Panorama 21/10/19

Options
245678

Comments

  • bostonerimus
    Options
    Thrugelmir wrote: »
    What financial incentives were offered, if any?
    I'm sure none will be found.
    Once HL grew in size should it of scrapped it's Wealth List. Focusing instead on regulated specific customer advice.

    Yes and no. Leave advice up to advisors. Platforms should provide account services and not be in the business of "suggesting" what people should buy other than in the broadest asset allocation terms. Putting some funds at the equivalent of eye level in a supermarket might cause people to miss the perfectly good, but less expensive, and maybe more appropriate, product on the bottom shelf.
    “So we beat on, boats against the current, borne back ceaselessly into the past.”
  • Thrugelmir
    Thrugelmir Posts: 89,546 Forumite
    Name Dropper Photogenic First Anniversary First Post
    Options
    I'm sure none will be found.



    Just had a look. To be included on the published list. Fund managers are required to provide discounted fees on the funds to HL clients. No direct remuneration , but a clear incentive to buy the fund via HL for retail investors. Cosy relationship.
  • itwasntme001
    Options
    Thrugelmir wrote: »
    Just had a look. To be included on the published list. Fund managers are required to provide discounted fees on the funds to HL clients. No direct remuneration , but a clear incentive to buy the fund via HL for retail investors. Cosy relationship.


    It could still be direct - all depends on the definition. HL are clearly incentivizing retail investors to use their platform and invest in funds like Woodford, like you said. But i am sure HL have got their lawyers to validate the fact that this incentive would not put them in any danger of litigation.
  • bd10
    bd10 Posts: 347 Forumite
    First Anniversary Name Dropper Combo Breaker First Post
    Options
    While the revelations speak for themselves, I feel one thing was really missing: the admission that investors need to do their homework. I got the impression that the individuals portrayed as well as the finance writer for the daily mail claiming he knew the city and how things work (well obviously he doesn't) invested on the back of Woodford's reputation. But if reputation is in the name only it is meaningless. Fund platforms have the key investor documents with one mouse click. No need to hunt the docs down online. All done for us. But we need to read them just like a mortgage offer letter or a credit car agreement. This was just like over 10 years back when Lehman structured products were all the rage. Good returns but who understood what's in it?
    Or the lady who bought the fund for a few grand based on recommendation by a friend. That's just naive with an element of greed. Did she check what the holdings were or what the strategy is? I bet not.
    The question I would have had for the chap from Kent Council: did they ever check the annual investor reports or quizz the fund manager when the fund kept underperforming? Not doing so is careless if not negligent and now to cry foul? Well, if they would have acted earlier the council would not be in such a mess. I manage my own funds which are minuscule compared to council funds but I regularly review all holdings and underperformers get kicked out. Buying and holding and hoping for the best with other peoples' money is just not acceptable.

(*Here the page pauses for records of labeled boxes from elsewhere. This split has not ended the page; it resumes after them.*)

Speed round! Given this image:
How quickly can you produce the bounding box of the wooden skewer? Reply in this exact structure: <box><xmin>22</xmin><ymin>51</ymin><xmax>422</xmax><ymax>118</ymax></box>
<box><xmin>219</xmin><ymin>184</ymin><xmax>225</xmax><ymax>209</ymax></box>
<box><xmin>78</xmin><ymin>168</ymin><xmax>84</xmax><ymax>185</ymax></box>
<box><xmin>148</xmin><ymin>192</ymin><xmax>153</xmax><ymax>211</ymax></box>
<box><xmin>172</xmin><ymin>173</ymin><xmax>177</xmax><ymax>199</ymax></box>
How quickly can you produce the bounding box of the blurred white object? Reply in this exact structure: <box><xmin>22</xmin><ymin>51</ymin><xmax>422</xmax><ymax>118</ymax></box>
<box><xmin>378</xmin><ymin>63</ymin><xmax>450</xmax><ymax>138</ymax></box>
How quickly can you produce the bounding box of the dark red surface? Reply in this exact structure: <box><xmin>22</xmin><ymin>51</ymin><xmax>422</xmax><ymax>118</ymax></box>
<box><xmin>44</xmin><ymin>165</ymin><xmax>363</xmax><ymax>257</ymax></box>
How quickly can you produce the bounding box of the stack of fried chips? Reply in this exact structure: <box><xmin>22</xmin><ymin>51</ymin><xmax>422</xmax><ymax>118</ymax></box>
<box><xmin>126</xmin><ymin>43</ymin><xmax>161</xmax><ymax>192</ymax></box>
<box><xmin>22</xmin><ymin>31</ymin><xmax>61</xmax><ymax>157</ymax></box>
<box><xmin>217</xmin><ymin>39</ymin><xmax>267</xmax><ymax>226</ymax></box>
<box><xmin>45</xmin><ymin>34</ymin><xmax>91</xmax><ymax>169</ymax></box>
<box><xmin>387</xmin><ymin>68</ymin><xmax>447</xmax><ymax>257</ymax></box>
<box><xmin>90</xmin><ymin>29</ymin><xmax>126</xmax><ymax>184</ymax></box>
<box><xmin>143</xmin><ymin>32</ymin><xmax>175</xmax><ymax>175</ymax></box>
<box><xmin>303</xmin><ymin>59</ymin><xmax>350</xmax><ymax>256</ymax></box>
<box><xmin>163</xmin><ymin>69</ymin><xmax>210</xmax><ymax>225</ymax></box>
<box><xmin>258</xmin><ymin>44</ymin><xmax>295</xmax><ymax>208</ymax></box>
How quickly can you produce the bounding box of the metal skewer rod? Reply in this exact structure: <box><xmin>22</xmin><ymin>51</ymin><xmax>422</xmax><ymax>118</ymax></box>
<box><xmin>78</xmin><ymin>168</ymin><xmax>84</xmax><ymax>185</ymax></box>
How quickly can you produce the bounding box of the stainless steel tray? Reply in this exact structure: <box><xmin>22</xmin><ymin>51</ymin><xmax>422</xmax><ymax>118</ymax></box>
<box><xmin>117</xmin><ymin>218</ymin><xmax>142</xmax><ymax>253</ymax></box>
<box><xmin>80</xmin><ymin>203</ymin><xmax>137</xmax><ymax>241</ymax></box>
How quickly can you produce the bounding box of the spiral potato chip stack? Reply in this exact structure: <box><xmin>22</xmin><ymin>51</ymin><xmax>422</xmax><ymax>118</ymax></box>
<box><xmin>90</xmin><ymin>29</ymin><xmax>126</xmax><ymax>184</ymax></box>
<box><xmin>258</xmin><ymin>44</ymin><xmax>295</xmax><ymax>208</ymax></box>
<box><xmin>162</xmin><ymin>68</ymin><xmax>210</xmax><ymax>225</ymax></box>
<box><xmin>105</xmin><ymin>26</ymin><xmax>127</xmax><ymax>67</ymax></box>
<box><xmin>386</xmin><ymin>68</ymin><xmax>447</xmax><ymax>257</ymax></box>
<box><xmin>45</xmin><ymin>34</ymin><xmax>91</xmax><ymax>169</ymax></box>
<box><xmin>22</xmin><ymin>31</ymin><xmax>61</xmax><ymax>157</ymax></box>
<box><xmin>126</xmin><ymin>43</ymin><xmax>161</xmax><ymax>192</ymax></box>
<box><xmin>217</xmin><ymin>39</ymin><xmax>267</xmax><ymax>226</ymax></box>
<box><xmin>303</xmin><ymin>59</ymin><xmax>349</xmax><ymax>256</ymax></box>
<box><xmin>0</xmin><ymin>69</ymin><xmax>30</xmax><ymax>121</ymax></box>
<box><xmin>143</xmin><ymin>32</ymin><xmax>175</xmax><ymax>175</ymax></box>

    Yes, things were going very wrong at Woodford's and now many thousand unable to sell, that's a bad state of affairs and redemption risks I have never seen mentioned on retail platforms.

    A more balanced report would have identified not just the dodgy dealings at Woodford's shop but also emphasised how important it is that savers and investors need to do their homework to make an informed choice. Lacking the latter makes this Panorama episode less helpful to prevent a repeat in the future.
  • [Deleted User]
    Options
    But surely the Hargreaves Lansdown proposition is that they do make those checks on behalf of the unsophisticated/uninterested/better things to do investor.
  • bostonerimus
    Options
    This is why 90% of the time when people ask for investing advice I say VLSxxx. Most people had no business owning Woodford, and I'd also say that for Fundsmith, LT or anything with EM in the title as well.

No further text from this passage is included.